Step 1) Install server software
sudo apt-get install openvpn iptables-persistent openssl
Step 2) Obtain conf files

Copy sample conf files located in /usr/share/doc/openvpn/examples/sample-config-files/ to /etc/openvpn

Step 3) Generate certificates and keys for the server and multiple clients

Follow guide @ http://openvpn.net/index.php/open-source/documentation/howto.html#pki Tip: You may need to rename the openssl-1.0.0.cnf file to openssl.cnf.

Step 4) Edit the server.conf file.

Notes: Only tun is supported on android 4.0, port 443 and tcp rather than udp must be used for proxied openvpn connections.

port 443
proto tcp
;proto udp
dev tun
;dev tap
ca ca.crt # this was generated in previous step
cert server.crt # this was generated in previous step
key server.key # this was generated in previous step
dh dh1024.pem # this was generated in previous step
server 10.8.0.0 255.255.255.0
push "redirect-gateway def1"
push "dhcp-option DNS 208.67.222.222"
push "dhcp-option DNS 208.67.220.220"
push "dhcp-option DNS 8.8.8.8"
duplicate-cn # it's not recommended for clients to share cert/keys,
             # but I'm gonna do it anyways
user nobody
group nogroup
Step 5) Enable ip forwarding

Edit /etc/sysctl.conf

net.ipv4.ip_forward=1
Step 6) Route all traffic through the vpn using iptables

Note: 10.8.0.0 was defined in server.conf and eth0 is assumed to be the network device as defined in the output of ifconfig. Tip: Using iptables-save (iptables-persistent) will ensure that the settings are reloaded on next reboot.

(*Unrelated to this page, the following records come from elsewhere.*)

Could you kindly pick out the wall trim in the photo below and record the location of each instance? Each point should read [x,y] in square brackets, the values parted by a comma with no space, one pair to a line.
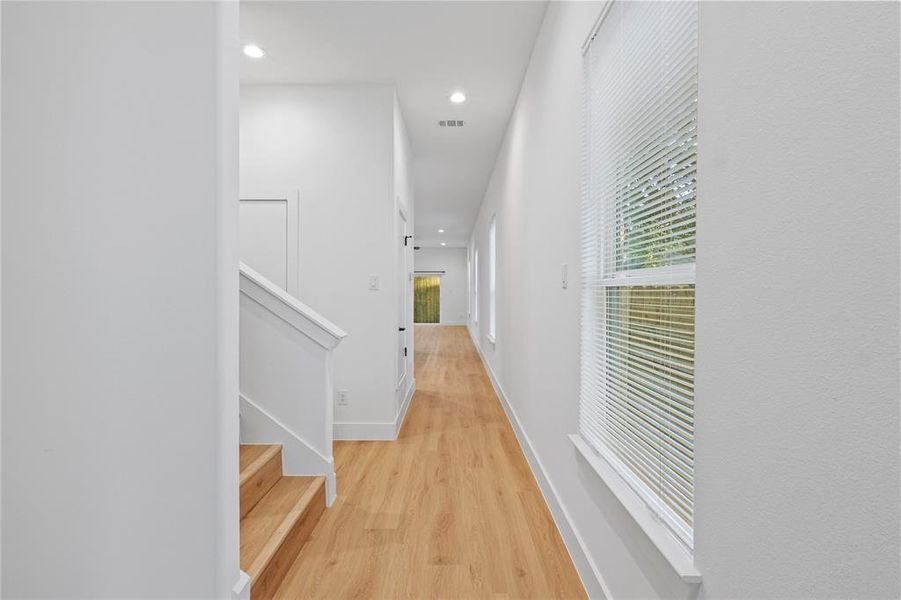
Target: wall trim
[592,580]
[375,430]
[241,589]
[402,413]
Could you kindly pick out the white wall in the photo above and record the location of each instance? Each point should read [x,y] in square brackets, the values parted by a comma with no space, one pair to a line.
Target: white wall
[453,283]
[336,145]
[797,300]
[119,367]
[797,313]
[404,203]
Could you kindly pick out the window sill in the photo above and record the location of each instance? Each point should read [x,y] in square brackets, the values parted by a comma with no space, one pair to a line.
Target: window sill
[672,550]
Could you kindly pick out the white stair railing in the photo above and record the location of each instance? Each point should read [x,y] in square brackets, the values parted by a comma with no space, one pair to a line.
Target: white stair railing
[286,377]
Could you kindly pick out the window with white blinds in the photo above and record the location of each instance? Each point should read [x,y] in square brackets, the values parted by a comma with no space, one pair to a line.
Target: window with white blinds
[638,252]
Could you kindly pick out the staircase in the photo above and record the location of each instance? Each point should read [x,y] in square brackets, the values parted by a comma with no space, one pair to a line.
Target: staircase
[278,513]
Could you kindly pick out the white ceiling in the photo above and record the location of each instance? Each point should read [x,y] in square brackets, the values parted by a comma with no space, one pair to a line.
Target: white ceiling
[428,50]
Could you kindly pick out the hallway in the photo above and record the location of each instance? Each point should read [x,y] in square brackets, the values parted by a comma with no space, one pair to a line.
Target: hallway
[449,510]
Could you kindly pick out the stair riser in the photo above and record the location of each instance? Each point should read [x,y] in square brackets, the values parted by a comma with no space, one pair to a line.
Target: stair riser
[265,586]
[261,482]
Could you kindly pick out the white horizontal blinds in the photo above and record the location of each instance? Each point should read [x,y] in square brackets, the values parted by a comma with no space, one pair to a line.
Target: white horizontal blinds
[638,251]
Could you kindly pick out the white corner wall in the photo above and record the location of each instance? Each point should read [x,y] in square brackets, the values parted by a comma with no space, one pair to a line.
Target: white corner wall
[454,284]
[335,144]
[119,302]
[797,315]
[797,301]
[405,201]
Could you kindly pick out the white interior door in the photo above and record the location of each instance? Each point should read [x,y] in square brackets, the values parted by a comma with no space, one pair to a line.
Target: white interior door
[269,232]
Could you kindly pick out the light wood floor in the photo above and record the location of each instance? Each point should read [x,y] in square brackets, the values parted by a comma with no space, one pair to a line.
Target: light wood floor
[449,510]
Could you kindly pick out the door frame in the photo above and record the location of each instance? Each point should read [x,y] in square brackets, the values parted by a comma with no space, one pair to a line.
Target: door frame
[292,225]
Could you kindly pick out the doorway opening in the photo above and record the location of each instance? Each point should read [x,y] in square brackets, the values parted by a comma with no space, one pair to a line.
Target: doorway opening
[427,299]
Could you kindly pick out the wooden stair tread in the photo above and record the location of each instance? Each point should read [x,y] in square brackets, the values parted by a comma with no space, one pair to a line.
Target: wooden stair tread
[251,455]
[268,524]
[261,468]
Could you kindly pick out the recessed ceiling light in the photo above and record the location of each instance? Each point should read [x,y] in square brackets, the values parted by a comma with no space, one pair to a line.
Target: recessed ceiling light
[254,51]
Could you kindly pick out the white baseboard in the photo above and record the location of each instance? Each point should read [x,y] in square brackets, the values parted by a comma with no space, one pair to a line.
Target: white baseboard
[241,589]
[402,413]
[592,581]
[385,430]
[298,457]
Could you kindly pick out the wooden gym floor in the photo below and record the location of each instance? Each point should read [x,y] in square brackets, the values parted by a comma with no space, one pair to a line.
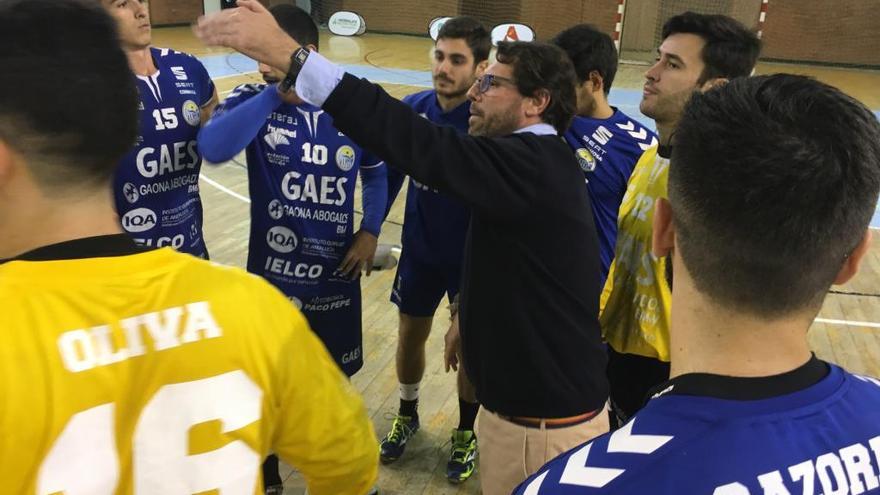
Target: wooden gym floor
[847,331]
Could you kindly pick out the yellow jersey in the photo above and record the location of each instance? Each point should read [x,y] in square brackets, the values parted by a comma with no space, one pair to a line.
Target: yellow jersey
[636,300]
[159,373]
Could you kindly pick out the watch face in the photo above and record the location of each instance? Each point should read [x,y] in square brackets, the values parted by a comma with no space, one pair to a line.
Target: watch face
[301,55]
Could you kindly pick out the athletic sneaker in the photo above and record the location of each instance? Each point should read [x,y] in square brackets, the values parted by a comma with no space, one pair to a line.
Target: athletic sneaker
[402,429]
[462,456]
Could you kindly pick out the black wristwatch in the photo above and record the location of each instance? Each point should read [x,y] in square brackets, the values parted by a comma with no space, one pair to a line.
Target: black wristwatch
[297,60]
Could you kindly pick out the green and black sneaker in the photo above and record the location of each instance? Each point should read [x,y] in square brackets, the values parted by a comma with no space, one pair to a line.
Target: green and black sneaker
[402,429]
[462,456]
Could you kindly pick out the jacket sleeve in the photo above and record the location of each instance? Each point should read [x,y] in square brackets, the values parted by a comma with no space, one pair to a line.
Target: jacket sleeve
[494,176]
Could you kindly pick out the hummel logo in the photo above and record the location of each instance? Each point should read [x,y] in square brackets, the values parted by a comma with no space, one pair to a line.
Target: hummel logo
[578,473]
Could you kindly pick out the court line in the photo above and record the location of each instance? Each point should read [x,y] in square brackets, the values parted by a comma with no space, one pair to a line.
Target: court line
[848,323]
[237,74]
[239,197]
[223,188]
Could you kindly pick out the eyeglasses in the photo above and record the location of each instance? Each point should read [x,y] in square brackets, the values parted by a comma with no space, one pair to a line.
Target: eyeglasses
[488,81]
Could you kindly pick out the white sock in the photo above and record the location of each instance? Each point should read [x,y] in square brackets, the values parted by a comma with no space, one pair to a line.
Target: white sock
[409,391]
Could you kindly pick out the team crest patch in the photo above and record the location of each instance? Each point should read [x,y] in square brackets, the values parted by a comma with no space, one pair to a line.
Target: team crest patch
[191,113]
[585,159]
[345,158]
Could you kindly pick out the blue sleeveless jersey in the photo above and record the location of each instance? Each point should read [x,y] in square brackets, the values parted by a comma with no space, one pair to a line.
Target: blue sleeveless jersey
[435,225]
[607,151]
[157,182]
[822,439]
[301,178]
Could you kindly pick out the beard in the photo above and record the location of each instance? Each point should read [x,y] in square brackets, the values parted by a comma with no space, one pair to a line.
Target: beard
[498,124]
[453,91]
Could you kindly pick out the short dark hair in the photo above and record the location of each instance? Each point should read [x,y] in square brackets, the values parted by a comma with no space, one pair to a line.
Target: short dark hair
[297,23]
[590,50]
[773,181]
[541,66]
[472,31]
[731,50]
[59,57]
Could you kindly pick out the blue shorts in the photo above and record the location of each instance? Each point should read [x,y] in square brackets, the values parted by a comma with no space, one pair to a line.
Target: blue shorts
[336,320]
[419,286]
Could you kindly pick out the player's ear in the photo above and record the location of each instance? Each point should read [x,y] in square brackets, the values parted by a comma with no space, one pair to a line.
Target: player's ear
[713,83]
[596,78]
[481,67]
[663,236]
[852,262]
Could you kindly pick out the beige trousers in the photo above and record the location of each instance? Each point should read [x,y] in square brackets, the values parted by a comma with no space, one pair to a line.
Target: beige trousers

sudo iptables -t nat -A POSTROUTING -s 10.8.0.0/24 -o eth0 -j MASQUERADE
sudo iptables-save > /etc/iptables/rules.v4
Step 7) Start the server

Simply rebooting should start the server. Tip: Run the openvpn server manually rather than as a daemon to facilitate debugging.

sudo openvpn --config server.conf --script-security 2
Step 8) Copy necessary files to the openvpn client (the phone)

Copy the 4 following files: 1) ca*.crt the Root CA certificate, 2) client1*.crt the Client1 Certificate, 3) client1*.key the Client1 Key, 4) client*.conf the sample openvpn client config file which we shall modify next

Step 9) Edit the openvpn client config file

Tip: It might be easier to edit the config file on a computer before transferring to the phone.

;dev tap
dev tun
proto tcp
;proto udp
remote buffalo.interpause.com 443 # change this to the ip of your server
resolv-retry infinite
http-proxy 10.128.1.69 80 # this is petro-canada mobility's APN http proxy
# more info: http://mobility.petro-canada.ca/en/questions/138.aspx
ca ca.crt # this was generated previously and is the same file used by the server
cert client.crt # this was generated previously
key client.key # this was generated previously
;ns-cert-type server
remote-cert-tls server
Step 10) Install client software on phone

https://play.google.com/store/apps/details?id=de.blinkt.openvpn

Step 11) Configure the app

Open the app, go to the vpn profiles page, open the client conf file, save the imported profile, update location of 3 client files (server cert, client cert and client key).

Step 12) Start the client

Disable wifi, enable 3g, connect to the vpn. Most if not all apps should work as if the 3g data connection was not proxied.